When Anderson Silva snapped his leg across Chris Weidman's shinbone on a cold December night 13 months ago, it felt like the final chapter of a legend. The dual fracture Silva suffered at UFC 168 appeared destined to go down as the cruelest possible ending for one of the sport's most storied careers, only Silva never listened. Instead, at age 39, Silva completed as remarkable and unlikely of a comeback as we've ever seen, returning this past Saturday to outpoint Nick Diaz and score an emotional decision win in the main event of UFC 183.
After all the tears had been shed and wishes of gratitude said, Silva was noncommittal about his fighting future, offering only a vague indication that any decision would made with the help of his family. And while Weidman doesn't have a horse in this race, he hopes that with the ghosts of Silva's broken leg finally put to rest, Silva allows himself to walk away from the sport with his head held high, avoiding the disastrous exits that have befallen so many pugilistic icons of the past.
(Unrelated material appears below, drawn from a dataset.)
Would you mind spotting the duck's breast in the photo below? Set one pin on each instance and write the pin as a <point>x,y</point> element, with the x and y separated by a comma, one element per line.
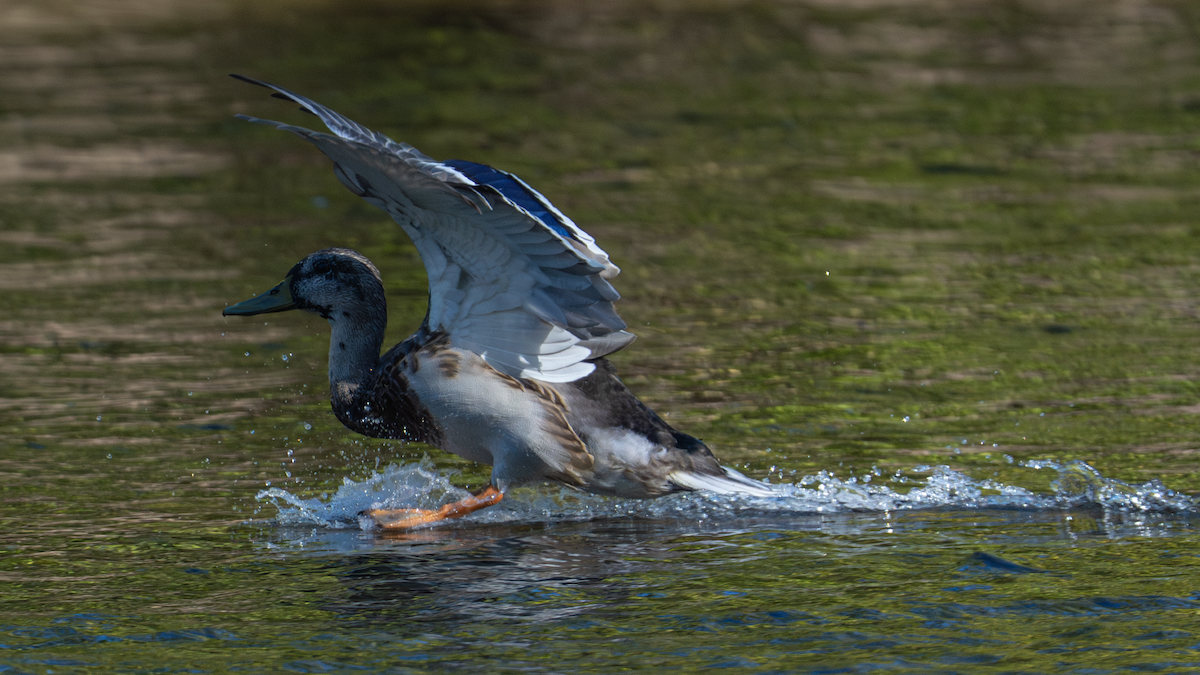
<point>516,425</point>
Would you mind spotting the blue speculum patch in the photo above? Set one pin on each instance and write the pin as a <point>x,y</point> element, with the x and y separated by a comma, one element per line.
<point>508,185</point>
"Being the champion, I know this ends up going further than I'd even want my comments to go, because my opinion, I don't think, really matters that much and I don't want it to weigh on him at all," Weidman said on Monday's edition of The MMA Hour. "But me as a fan, if I'm just a normal person, I want to see him done.
"As Chris Weidman, as me, it's a big money fight, a third fight eventually. But I'd really just like to see him retire. I think he's got a great family, he's got five kids, he's made a lot of money, he has a great legacy. He just won a fight. I wouldn't mind seeing him retire on a ‘W'."
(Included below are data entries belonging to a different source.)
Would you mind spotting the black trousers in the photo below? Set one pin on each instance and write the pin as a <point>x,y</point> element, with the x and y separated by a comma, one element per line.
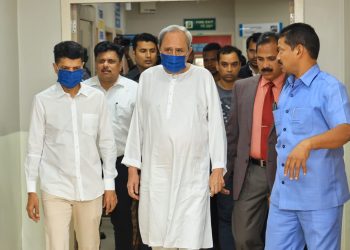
<point>121,216</point>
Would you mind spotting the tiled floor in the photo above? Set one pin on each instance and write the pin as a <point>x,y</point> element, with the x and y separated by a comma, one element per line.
<point>107,228</point>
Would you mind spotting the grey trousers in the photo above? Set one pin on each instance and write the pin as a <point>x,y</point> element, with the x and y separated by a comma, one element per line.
<point>250,210</point>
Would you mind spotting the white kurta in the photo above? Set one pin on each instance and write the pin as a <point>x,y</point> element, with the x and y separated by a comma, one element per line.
<point>177,128</point>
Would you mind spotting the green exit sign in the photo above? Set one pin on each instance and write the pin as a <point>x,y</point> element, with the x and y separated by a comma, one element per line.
<point>200,23</point>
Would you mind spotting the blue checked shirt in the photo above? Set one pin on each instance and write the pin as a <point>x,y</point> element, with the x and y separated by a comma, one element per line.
<point>309,106</point>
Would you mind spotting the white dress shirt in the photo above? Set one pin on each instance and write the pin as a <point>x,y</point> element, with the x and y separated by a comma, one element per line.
<point>121,98</point>
<point>177,128</point>
<point>67,138</point>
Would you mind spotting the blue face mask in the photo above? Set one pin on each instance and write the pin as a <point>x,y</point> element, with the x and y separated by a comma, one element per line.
<point>173,64</point>
<point>70,79</point>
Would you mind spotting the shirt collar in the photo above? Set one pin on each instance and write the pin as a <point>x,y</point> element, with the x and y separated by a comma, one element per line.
<point>306,78</point>
<point>119,82</point>
<point>278,82</point>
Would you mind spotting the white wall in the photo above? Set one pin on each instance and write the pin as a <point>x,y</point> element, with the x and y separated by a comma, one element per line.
<point>10,177</point>
<point>257,11</point>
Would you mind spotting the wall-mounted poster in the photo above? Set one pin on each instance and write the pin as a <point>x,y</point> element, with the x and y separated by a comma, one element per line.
<point>246,30</point>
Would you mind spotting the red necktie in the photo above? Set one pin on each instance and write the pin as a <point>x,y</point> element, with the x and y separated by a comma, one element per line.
<point>267,120</point>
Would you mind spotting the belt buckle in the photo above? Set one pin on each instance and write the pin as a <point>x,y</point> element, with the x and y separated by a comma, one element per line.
<point>262,163</point>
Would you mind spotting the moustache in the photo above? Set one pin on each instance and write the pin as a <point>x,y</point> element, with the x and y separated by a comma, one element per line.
<point>266,70</point>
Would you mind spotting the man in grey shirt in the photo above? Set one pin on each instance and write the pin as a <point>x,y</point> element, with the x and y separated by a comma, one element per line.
<point>228,66</point>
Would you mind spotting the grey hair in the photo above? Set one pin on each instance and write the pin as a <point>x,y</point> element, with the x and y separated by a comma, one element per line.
<point>174,28</point>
While it seems somewhat unbelievable, Silva's victory over Diaz at UFC 183 was actually the Brazilian's first win in 840 days, harkening back to Silva's infamous first-round styling over Stephan Bonnar. On Saturday that familiar Silva bravura was on full display, if only in spurts, as the former middleweight champion glided across the Octagon and battered the left side of Diaz's face and body, leaving a smattering of giant welts on Diaz's ribs and a set of stitches adorning his left eye.
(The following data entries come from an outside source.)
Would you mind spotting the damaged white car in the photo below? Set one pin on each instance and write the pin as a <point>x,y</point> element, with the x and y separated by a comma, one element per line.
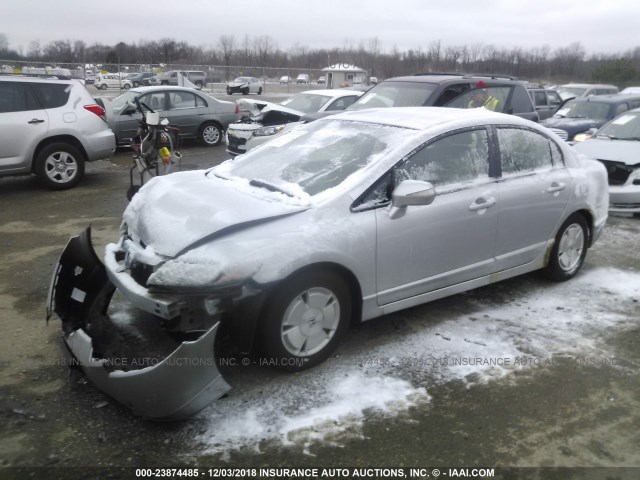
<point>263,121</point>
<point>341,220</point>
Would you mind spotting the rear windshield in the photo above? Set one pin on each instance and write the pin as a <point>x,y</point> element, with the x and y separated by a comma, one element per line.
<point>395,94</point>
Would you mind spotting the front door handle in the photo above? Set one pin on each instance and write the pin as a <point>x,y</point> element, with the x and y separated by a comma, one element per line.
<point>482,203</point>
<point>556,187</point>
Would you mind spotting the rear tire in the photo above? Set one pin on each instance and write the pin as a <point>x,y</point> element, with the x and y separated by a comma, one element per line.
<point>305,320</point>
<point>569,249</point>
<point>59,166</point>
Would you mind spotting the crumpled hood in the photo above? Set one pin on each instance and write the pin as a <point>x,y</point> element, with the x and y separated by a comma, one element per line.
<point>627,151</point>
<point>170,213</point>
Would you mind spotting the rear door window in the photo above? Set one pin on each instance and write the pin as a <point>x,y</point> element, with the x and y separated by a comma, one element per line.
<point>495,98</point>
<point>524,151</point>
<point>52,95</point>
<point>16,97</point>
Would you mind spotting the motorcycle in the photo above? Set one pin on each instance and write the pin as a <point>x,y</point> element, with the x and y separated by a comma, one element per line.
<point>154,148</point>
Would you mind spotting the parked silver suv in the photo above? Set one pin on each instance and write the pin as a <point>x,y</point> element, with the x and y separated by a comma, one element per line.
<point>50,128</point>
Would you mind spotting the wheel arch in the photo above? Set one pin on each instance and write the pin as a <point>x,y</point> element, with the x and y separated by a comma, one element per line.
<point>245,321</point>
<point>70,139</point>
<point>588,216</point>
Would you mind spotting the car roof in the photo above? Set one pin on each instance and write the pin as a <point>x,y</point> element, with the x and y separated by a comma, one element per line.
<point>610,98</point>
<point>159,88</point>
<point>588,85</point>
<point>333,93</point>
<point>36,78</point>
<point>422,118</point>
<point>453,77</point>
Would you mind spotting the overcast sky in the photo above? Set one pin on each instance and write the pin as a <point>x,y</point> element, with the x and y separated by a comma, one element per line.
<point>600,26</point>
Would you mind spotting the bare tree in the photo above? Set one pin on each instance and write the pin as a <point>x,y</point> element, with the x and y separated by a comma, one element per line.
<point>226,44</point>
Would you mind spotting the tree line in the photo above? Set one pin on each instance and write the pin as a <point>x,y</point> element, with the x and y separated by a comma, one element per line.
<point>541,64</point>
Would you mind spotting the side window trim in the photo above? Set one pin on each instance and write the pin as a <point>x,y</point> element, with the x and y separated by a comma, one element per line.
<point>356,206</point>
<point>498,153</point>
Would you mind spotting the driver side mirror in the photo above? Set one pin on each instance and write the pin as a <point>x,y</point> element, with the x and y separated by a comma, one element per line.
<point>411,193</point>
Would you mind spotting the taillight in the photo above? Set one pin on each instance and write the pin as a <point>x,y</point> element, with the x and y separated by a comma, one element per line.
<point>97,109</point>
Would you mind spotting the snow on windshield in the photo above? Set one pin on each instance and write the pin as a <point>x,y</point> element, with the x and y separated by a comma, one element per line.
<point>306,102</point>
<point>317,157</point>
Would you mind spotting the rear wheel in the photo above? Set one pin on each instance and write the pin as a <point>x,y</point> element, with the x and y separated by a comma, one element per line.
<point>59,166</point>
<point>569,250</point>
<point>210,134</point>
<point>305,320</point>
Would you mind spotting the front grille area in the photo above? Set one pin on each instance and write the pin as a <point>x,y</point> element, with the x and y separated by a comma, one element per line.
<point>234,143</point>
<point>618,172</point>
<point>141,272</point>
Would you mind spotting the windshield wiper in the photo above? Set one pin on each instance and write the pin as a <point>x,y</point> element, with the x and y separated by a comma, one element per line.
<point>269,186</point>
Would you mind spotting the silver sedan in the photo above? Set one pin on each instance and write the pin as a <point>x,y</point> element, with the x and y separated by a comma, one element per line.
<point>344,219</point>
<point>196,114</point>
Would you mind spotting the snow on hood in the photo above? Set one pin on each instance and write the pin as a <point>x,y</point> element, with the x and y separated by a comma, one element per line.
<point>627,151</point>
<point>172,212</point>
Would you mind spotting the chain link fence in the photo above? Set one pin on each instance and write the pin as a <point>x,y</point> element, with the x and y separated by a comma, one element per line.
<point>213,73</point>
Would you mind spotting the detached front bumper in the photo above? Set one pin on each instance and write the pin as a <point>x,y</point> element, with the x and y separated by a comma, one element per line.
<point>178,386</point>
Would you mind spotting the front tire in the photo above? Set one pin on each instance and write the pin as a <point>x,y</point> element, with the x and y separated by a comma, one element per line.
<point>59,166</point>
<point>569,249</point>
<point>210,135</point>
<point>305,319</point>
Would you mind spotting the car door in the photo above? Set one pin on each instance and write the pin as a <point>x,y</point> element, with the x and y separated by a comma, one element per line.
<point>23,123</point>
<point>450,241</point>
<point>534,190</point>
<point>186,111</point>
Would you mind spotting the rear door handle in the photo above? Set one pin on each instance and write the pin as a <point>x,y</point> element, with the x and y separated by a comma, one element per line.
<point>482,204</point>
<point>556,187</point>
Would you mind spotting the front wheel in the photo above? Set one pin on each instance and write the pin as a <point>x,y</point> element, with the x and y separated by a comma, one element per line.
<point>569,250</point>
<point>305,320</point>
<point>59,166</point>
<point>210,134</point>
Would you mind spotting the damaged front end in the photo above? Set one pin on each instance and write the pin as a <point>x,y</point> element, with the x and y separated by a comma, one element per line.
<point>178,380</point>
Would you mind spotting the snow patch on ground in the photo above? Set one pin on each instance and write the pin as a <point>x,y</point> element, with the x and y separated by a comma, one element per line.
<point>546,323</point>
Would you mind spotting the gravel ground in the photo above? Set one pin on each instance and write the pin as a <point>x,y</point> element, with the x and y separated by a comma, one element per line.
<point>568,396</point>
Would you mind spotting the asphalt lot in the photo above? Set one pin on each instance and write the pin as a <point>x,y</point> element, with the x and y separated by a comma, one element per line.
<point>524,373</point>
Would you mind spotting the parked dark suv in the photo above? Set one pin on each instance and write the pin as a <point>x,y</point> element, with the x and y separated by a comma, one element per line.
<point>501,94</point>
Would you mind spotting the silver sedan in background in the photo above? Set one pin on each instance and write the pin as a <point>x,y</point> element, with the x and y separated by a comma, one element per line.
<point>341,220</point>
<point>196,114</point>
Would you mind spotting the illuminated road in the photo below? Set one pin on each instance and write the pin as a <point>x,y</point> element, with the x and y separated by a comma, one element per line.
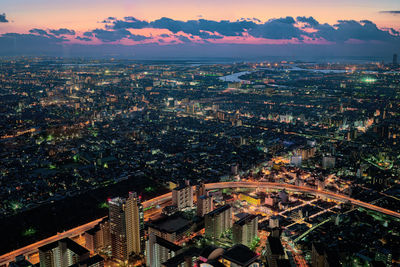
<point>166,198</point>
<point>6,258</point>
<point>304,189</point>
<point>32,248</point>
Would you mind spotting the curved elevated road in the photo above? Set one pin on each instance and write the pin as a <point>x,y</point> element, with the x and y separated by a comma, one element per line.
<point>304,189</point>
<point>6,258</point>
It wasn't Silva's most impressive performance, and Diaz's ever-present theatrics gave the spectacle an air of the absurd, but a win is still a win, and Silva collapsed sobbing to the canvas after the judges scores were read in his favor. The fight itself, though, did little to set up a potential Silva-Weidman trilogy, and that fact is not one lost on the current UFC champ.
"It was a very weird fight," Weidman said. "I have a lot of respect for both fighters, especially Anderson, fighting him twice. I've actually grown to respect Anderson even more. I spoke to him a couple times at The Time is Now event and I think he really has grown as a person. He's a likable guy, he really has become a family guy, more spiritual. I think he's just really grown as a person, so I have a lot of respect for him.
"In the fight, you know, I'm happy that he came back. He was healthy, he was able to go out there and get a W. But do I think he looked impressive? No. I don't think he's what everybody thought Anderson would look like and what he could do to Nick Diaz. There was a lot going against him with the leg injury, it didn't seem like he was kicking the legs as much as he usually could. But, you know, I don't know. I don't think he deserves a title shot. There's a lot of other guys that I think are better than him right now."